Trafigura to Boost Mongolia Metal Trading as ‘Giant Awakens’
It secured its first iron ore and coal supply agreements in the country in the past few months, Mikhail Zeldovich, head of Trafigura’s Russia and Mongolia unit, said in a telephone interview from Ulan Bator. Talks on more accords are in progress and Trafigura’s first Mongolian tin shipment is due this week, he said.
“In all commodity businesses I anticipate strong growth, and in the bulk commodities of coal and iron ore I am targeting a multiple of what we already have,” Zeldovich said. “We very much see Mongolia as a sleeping giant of resources that’s now beginning to awaken.”
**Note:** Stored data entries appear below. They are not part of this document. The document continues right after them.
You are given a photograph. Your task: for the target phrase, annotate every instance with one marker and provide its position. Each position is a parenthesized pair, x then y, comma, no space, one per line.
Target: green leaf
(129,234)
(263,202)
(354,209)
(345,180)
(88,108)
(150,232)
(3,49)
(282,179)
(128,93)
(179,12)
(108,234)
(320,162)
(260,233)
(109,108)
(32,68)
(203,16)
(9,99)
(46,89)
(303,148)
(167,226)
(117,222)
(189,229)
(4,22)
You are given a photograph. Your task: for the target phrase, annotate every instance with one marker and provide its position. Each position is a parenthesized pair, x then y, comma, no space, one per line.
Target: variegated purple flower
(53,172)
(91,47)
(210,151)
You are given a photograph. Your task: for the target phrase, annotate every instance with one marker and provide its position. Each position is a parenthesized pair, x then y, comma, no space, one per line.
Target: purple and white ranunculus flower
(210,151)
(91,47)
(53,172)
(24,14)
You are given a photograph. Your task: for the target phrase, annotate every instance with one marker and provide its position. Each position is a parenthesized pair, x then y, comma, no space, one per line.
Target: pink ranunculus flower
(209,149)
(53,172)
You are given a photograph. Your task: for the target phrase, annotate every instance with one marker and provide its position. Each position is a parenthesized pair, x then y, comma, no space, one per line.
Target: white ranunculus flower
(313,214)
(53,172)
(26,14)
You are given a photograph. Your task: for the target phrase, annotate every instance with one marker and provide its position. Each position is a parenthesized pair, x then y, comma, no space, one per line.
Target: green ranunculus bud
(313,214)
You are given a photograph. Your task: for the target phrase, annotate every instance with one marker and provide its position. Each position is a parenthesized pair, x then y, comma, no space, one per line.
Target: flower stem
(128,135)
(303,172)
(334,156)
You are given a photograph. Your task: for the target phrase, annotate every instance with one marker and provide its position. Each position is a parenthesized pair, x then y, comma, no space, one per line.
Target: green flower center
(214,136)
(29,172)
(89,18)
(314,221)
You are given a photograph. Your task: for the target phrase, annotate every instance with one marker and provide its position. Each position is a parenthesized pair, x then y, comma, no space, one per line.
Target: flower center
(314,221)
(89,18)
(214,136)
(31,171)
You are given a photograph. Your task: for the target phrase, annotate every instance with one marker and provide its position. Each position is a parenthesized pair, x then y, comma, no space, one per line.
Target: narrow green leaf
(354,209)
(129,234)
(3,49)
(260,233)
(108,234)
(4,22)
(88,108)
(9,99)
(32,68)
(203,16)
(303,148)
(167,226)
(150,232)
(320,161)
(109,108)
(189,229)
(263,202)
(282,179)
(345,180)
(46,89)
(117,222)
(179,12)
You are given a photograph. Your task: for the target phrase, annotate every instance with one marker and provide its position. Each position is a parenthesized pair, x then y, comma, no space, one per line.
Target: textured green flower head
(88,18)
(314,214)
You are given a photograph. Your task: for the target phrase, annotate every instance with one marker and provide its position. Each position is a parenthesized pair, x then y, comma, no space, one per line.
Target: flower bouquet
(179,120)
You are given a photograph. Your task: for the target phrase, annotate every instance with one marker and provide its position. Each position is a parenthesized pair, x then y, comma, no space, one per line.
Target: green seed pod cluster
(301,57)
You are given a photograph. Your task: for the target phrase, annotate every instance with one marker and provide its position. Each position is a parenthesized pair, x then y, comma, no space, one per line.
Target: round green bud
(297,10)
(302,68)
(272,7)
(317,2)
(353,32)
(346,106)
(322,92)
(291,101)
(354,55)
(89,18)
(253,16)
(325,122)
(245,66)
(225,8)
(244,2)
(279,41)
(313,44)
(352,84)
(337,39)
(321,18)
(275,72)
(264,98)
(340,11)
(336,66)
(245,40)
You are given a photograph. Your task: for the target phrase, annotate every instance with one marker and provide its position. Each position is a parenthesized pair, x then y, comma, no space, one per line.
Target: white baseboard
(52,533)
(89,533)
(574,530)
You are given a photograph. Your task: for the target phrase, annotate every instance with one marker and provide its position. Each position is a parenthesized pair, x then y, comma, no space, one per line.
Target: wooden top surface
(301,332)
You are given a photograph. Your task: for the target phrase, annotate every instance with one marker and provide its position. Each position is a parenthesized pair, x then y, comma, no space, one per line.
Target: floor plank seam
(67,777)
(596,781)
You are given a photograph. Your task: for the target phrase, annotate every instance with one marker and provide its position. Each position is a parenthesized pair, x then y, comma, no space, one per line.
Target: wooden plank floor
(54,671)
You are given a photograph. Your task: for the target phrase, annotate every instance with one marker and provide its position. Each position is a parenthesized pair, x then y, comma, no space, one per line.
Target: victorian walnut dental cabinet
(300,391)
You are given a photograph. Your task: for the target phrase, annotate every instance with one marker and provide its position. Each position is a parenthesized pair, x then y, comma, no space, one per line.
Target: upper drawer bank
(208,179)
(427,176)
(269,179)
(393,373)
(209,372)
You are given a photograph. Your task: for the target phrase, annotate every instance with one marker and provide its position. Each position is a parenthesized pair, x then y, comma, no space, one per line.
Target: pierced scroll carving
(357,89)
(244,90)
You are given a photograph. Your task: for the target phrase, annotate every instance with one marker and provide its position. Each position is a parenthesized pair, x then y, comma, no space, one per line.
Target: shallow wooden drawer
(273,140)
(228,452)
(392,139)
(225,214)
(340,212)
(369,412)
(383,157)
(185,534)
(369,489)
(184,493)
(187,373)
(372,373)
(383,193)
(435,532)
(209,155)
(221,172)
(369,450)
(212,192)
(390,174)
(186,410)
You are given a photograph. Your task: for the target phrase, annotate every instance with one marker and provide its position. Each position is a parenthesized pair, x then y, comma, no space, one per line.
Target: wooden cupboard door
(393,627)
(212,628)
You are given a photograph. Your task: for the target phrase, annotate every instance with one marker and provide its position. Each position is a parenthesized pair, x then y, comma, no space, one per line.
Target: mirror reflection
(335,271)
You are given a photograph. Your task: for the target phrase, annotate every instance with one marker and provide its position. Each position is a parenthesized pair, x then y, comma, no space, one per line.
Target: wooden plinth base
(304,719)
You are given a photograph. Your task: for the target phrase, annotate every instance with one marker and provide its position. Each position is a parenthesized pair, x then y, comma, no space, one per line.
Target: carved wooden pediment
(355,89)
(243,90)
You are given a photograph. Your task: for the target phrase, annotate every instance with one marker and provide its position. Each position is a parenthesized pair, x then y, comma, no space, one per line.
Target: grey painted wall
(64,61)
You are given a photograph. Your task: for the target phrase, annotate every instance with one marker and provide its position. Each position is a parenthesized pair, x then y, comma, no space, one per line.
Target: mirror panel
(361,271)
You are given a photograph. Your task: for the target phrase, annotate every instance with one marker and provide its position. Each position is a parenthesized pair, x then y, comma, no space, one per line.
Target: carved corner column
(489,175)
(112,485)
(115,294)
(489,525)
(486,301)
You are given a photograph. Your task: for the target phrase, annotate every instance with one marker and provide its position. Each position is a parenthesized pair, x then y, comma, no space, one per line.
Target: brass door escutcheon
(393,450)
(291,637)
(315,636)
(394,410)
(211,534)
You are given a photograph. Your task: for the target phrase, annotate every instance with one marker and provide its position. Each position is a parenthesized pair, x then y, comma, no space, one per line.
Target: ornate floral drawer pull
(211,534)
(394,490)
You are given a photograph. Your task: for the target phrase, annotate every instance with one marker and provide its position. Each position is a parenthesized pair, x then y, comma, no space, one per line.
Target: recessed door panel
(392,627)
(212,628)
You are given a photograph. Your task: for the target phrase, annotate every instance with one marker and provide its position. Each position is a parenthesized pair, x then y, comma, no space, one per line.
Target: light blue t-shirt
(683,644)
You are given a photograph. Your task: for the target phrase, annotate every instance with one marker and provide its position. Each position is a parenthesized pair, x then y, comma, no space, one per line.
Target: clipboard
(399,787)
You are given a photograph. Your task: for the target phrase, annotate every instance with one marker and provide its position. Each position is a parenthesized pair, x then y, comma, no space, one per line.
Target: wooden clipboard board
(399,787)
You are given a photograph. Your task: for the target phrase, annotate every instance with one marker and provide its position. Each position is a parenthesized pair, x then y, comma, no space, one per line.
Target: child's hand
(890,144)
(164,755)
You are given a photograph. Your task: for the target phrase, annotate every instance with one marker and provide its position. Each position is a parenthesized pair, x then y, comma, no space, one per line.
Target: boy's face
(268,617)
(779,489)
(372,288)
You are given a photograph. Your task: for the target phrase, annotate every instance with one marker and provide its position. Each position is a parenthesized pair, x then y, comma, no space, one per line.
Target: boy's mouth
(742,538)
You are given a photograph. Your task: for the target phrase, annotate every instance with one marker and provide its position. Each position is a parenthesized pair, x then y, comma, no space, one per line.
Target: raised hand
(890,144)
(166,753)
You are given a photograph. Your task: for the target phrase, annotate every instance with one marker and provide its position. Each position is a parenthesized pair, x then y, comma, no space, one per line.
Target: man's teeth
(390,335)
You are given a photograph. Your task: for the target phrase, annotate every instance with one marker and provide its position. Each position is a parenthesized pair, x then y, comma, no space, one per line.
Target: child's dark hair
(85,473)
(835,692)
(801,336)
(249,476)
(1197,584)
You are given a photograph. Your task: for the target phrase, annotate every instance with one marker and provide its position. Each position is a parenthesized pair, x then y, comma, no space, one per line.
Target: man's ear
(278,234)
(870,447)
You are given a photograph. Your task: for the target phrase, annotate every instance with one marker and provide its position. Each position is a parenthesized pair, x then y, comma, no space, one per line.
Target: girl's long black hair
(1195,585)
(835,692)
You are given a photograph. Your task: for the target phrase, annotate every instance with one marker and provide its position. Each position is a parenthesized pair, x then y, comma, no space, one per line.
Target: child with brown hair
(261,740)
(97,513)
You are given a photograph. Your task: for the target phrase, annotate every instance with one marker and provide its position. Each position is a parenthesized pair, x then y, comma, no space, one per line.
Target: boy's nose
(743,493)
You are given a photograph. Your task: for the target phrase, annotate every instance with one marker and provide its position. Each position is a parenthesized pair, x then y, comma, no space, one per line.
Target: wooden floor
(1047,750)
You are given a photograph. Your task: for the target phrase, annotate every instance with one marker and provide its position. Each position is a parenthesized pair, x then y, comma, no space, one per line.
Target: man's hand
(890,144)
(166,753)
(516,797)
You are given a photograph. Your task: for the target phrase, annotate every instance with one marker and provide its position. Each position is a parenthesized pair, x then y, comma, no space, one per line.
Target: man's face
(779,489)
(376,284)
Mongolia in June surpassed Australia as the biggest seller of coking coal to China and total exports may rise 65 percent this year, according to Ulan Bator-based Trade and Development Bank. Rio Tinto Group will begin commercial output from the Oyu Tolgoi mine in 2013, a deposit in central Mongolia that it says is one of the biggest untapped sources of copper and gold.
A mining boom in the world’s most sparsely populated nation promises the greatest influx of wealth for Mongolia since Genghis Khan conquered most of Europe and Asia in the 13th century. Economic growth may surge to 23 percent in 2013, more than twice the forecast expansion in China, as mining projects begin production, the International Monetary Fund said in April.
Between 15 and 20 new mines are coming into operation in Mongolia every year and the government this year scrapped a 68 percent windfall tax on gold and copper to stimulate more industry development, Otgonbat Sedbazar, an adviser to the nation’s Resource Ministry, said last month. Mining investment reached $2.63 billion last year, almost 10 times the level a decade earlier, Otgonbat said.
Last year, Amsterdam-based Trafigura provided more than $40 million in financing to help start production at a lead and zinc mine in eastern Mongolia in exchange for an off-take accord, Zeldovich said. The trader has also invested in a trucking company in Mongolia to transport coal from producers including Mongolyn Alt (MAK) Group to China, he said. It ranks among the top three sells of copper in Mongolia, he said.
Zinc concentration output in Mongolia jumped to 112,600 metric tons last year from 22,800 tons in 2005, while tin output dropped to 13 tons in 2010 from 47 tons five years ago, according to a presentation Otgonbat made at a Hong Kong forum. Iron ore exports reached 3.2 billion tons last year from less than 170 million tons in 2005, Otgonbat said.
The Trafigura team in Mongolia, including the trader’s truckers, has grown to more than 80 local staff since it began buying copper from local smelters in 1997 and more will be added as the headcount “has to catch up with our business needs,” Zeldovich said. It employs 6,000 people globally, according to the company’s website.
Trafigura is now considering investments in a “few” miners close to starting production, Zeldovich said without providing further details. One project under evaluation is a “mid-size” coking coal deposit that could send its steel- making raw material to Russia, he said.
“The coal sector in Mongolia is rapidly metamorphosing from exploration to large-scale production,” which could see output exceeding 60 million tons by 2015, compared with 22.5 million tons last year, Moscow-based Renaissance Capital brokerage said in a June report on Mongolia.
Trafigura said yesterday it has set up a joint venture with Origo Partners Plc. (OPP), a Beijing-based private equity firm with stakes in a number of exploration assets in Mongolia including Gobi Coal and Energy Ltd. The venture will explore for iron ore and coal in north and northwest Mongolia, Zeldovich said.
“There are a lot fewer opportunities close to production than there are greenfields,” Zeldovich said. “As we grow, we’d like to diversify ourselves in terms of commodities.”